Paradossalmente, il successo di DeepSeek potrebbe addirittura favorire Broadcom, perché modelli AI più economici e accessibili potrebbero aumentare la domanda di infrastrutture per l'inferenza, ovvero il mercato su cui Broadcom è più forte.



Broadcom è un'azienda che produce chip e componenti essenziali per il mondo digitale. Non parliamo solo di processori per PC o schede grafiche, ma di tutta l’elettronica di base che permette alle reti, ai data center, agli smartphone e persino alle smart TV di funzionare.
Le sue tecnologie sono ovunque, anche se non le vediamo direttamente. Ad esempio:
  • Nei Data Center → I grandi colossi come Google, Amazon e Meta usano i chip Broadcom per far funzionare i loro server e i loro sistemi di intelligenza artificiale.
  • Nelle Connessioni Internet → I router Wi-Fi e le reti 5G usano chip Broadcom per gestire il traffico dati.
  • Nei Dispositivi Smart → Dai telefoni agli smart speaker, molte delle connessioni Bluetooth e Wi-Fi passano dai loro semiconduttori.

Se usi uno smartphone, navighi su internet o guardi un video in streaming, è molto probabile che dietro le quinte ci sia Broadcom a far funzionare tutto. Anche se il suo nome non è famoso come Apple o Nvidia, Broadcom è uno dei colossi più importanti nel settore dei semiconduttori e delle infrastrutture tecnologiche.

Nonostante tutto, Broadcom non è completamente al sicuro. Se le aziende riducessero drasticamente gli investimenti in data center per paura di un ritorno economico incerto sull’AI, anche le vendite di ASICs e altri componenti potrebbero risentirne. Inoltre, nel caso di uno scoppio della bolla AI, Broadcom potrebbe essere trascinata giù insieme all’intero settore, indipendentemente dalla sua posizione privilegiata nel mercato dell'inferenza.

L'arrivo di DeepSeek ha messo in allarme gli investitori e ha colpito duramente le azioni dei colossi dell’AI. Se il training AI diventa più economico e accessibile, Nvidia rischia seriamente di perdere il suo vantaggio competitivo.

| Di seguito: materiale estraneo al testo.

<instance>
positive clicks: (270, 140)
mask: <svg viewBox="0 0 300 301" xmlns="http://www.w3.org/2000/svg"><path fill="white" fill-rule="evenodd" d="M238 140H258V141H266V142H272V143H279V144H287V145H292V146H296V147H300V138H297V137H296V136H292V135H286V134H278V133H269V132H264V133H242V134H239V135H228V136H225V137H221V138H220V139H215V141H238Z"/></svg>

Broadcom, invece, è in una posizione migliore per resistere a questo cambiamento: il suo business è meno legato all'addestramento dei modelli e più concentrato sulle infrastrutture per l'inferenza, un settore che potrebbe addirittura beneficiare da modelli AI più efficienti e diffusi.

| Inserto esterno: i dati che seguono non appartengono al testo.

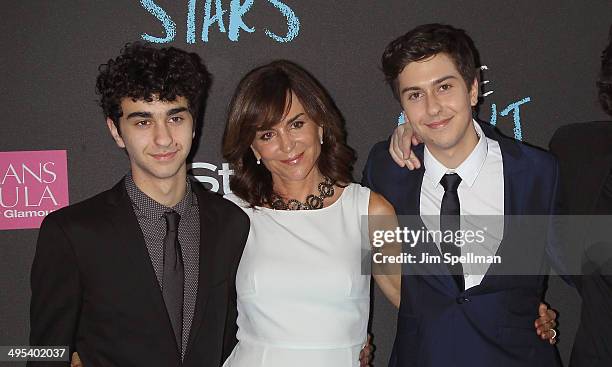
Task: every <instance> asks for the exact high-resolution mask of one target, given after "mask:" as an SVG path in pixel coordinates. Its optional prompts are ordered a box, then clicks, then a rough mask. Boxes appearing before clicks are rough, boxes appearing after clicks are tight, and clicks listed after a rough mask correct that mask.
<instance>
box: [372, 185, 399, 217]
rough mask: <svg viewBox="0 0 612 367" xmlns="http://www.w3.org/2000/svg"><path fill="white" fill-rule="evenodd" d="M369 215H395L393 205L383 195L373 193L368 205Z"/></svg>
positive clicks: (394, 209) (374, 192) (380, 194)
mask: <svg viewBox="0 0 612 367" xmlns="http://www.w3.org/2000/svg"><path fill="white" fill-rule="evenodd" d="M368 214H369V215H395V209H394V208H393V205H391V203H390V202H389V201H388V200H387V199H385V197H384V196H382V195H381V194H379V193H377V192H374V191H371V192H370V203H369V205H368Z"/></svg>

Il mercato rimarrà probabilmente volatile nel breve termine, ma per gli investitori con una tolleranza al rischio elevata, Broadcom potrebbe rappresentare un'opportunità interessante sia nel breve che nel lungo periodo.

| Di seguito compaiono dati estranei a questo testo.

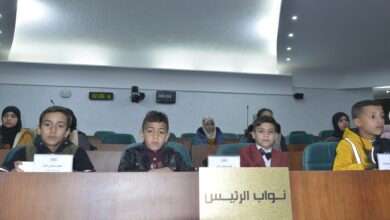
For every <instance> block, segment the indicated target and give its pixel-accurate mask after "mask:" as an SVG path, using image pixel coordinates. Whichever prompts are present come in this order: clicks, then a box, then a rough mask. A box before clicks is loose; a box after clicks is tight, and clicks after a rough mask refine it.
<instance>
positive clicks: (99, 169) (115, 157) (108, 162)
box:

Broadcom non è solo un produttore di chip, è una delle poche aziende in grado di fornire soluzioni complete per la trasformazione digitale globale. Senza i suoi componenti, molti dei servizi tecnologici che diamo per scontati non potrebbero esistere.

A differenza di Nvidia, che si è focalizzata sulle GPU e sull’intelligenza artificiale, Broadcom ha una presenza più diversificata e meno esposta alle oscillazioni del mercato AI. Questo la rende una delle aziende più solide e strategiche nel mondo della tecnologia.

Se il futuro sarà sempre più connesso e guidato dall’intelligenza artificiale, Broadcom sarà sicuramente tra i protagonisti, anche se il suo nome rimarrà, come sempre, un po' dietro le quinte.